Thanksgiving is coming. For guests, it’s fantastic: you go, you eat, you give thanks, and you go home and collapse on your bed with pants that can’t button up (ah, the food baby). For the host/hostess, the experience is quite different; rewarding if you pull everything off, but stressful when you’re in the thick of it.
If you’re like me and you really take pride in everything being homemade, perfect and delicious, sometimes you feel guilty buying pre-made ingredients and not making every single part from scratch. Don’t feel guilty. This pie? It’s perfect and requires no prep-work for the crust and filling. All the work is in the decoration that can be left to the last legs of Thanksgiving preparation.
But hey: the lovely thing about this pie is that everyone will be fawning over the way it looks and not asking if you made it from scratch!
Decorating the Pie
Step 1: Roll out half the pie crust into a rectangle. Use a ruler to cut 1/4 inch strips for the lattice. I needed 13 strips for an 8 inch pie.
Step 2: Lay the horizontal strips about 1/4 inch apart and let the excess strips lie over the edge. Weave in the other strips (over under) carefully vertically. Cut off the excess overhang.
Step 3: Roll out more pie crust and cut thin strips of the pie crust. You will need 6 long thin strips. Make two tight braids and use and place carefully on the perimeter of the pie (push lightly to make sure the border is sealed – the filling will likely hold it together).
Step 4: Cut out little leaves with a pie cutter (or by hand) and create little roses by rolling long pieces of pie crust. Press the little rosebuds, leaves, and bigger roses in two clusters.
Tip: Before rolling out your dough, refrigerate it for at least 30-40 minutes. Cold dough keeps its’ shape much better once it bakes!

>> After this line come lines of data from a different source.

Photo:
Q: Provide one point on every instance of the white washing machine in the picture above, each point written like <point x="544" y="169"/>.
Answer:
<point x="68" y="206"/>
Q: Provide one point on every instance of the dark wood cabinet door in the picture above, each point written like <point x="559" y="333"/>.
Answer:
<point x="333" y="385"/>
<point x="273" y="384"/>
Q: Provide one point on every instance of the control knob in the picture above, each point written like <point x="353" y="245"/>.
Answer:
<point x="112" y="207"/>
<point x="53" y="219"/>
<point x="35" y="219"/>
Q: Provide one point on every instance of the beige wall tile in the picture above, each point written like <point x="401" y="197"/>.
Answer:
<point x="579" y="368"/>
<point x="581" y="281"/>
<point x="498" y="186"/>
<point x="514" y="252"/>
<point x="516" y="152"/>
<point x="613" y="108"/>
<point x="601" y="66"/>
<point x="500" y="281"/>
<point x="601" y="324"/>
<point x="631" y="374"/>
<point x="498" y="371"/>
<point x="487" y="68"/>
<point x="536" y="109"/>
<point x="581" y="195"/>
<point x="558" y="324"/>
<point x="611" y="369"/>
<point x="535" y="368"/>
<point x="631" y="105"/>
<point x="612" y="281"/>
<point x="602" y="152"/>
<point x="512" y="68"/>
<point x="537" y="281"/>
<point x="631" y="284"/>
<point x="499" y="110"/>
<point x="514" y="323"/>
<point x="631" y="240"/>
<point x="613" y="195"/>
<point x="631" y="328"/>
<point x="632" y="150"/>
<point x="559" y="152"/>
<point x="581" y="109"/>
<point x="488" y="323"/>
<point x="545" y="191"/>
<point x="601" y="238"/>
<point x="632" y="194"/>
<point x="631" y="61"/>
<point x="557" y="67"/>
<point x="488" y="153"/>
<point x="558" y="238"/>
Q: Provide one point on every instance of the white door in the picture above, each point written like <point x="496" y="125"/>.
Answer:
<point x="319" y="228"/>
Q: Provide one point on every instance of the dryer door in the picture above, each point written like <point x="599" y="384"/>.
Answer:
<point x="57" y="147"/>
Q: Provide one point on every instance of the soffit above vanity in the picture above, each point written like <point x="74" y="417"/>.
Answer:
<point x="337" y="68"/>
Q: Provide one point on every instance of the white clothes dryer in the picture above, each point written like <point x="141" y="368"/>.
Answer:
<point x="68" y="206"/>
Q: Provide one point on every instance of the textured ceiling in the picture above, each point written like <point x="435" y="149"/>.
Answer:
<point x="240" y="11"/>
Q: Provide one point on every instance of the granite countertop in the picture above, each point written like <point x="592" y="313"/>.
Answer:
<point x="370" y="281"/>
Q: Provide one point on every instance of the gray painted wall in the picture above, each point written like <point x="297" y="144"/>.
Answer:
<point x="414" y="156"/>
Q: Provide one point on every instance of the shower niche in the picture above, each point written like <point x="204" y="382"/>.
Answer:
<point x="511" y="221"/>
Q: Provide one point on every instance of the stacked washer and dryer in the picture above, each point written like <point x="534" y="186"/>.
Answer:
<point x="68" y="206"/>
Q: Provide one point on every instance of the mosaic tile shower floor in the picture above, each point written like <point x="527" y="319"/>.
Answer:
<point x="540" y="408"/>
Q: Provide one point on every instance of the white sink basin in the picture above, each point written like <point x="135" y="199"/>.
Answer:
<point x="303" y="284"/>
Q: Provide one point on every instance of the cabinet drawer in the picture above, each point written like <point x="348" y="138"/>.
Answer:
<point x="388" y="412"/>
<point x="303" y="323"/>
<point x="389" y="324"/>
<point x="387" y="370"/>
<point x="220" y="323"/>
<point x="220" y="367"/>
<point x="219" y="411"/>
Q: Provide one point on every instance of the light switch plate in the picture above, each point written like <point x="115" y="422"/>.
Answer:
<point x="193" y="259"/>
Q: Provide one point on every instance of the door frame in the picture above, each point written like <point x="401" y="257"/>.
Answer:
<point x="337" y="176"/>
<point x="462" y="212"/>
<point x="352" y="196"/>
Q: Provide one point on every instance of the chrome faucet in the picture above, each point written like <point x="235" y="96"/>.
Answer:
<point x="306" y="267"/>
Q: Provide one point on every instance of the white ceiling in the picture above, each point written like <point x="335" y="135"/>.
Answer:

This pie is a stunning and simple way to have Thanksgiving dessert! Check out Pinterest for some other great pie decorating ideas!
- 2 cans of pie filling (1 cherry and 1 raspberry)
- 1/2 cup of amaretto (store-bought or homemade)
- 3 9-inch pie crusts
- 1 egg, beaten
- Spray a pie plate with non stick spray and unroll the pie crust onto the base and sides of the pie plate. Use a fork to docket the base of the pie crust.
- In a large bowl, mix together the pie fillings and amaretto. Fill the pie with the cherry/raspberry/amaretto filling.
- Preheat your oven to 425 degrees.
- Follow the instructions in the post to decorate your pie. Brush the top of the pie with the whisked egg.
- Bake for 22 minutes until the top of the pie is golden-brown.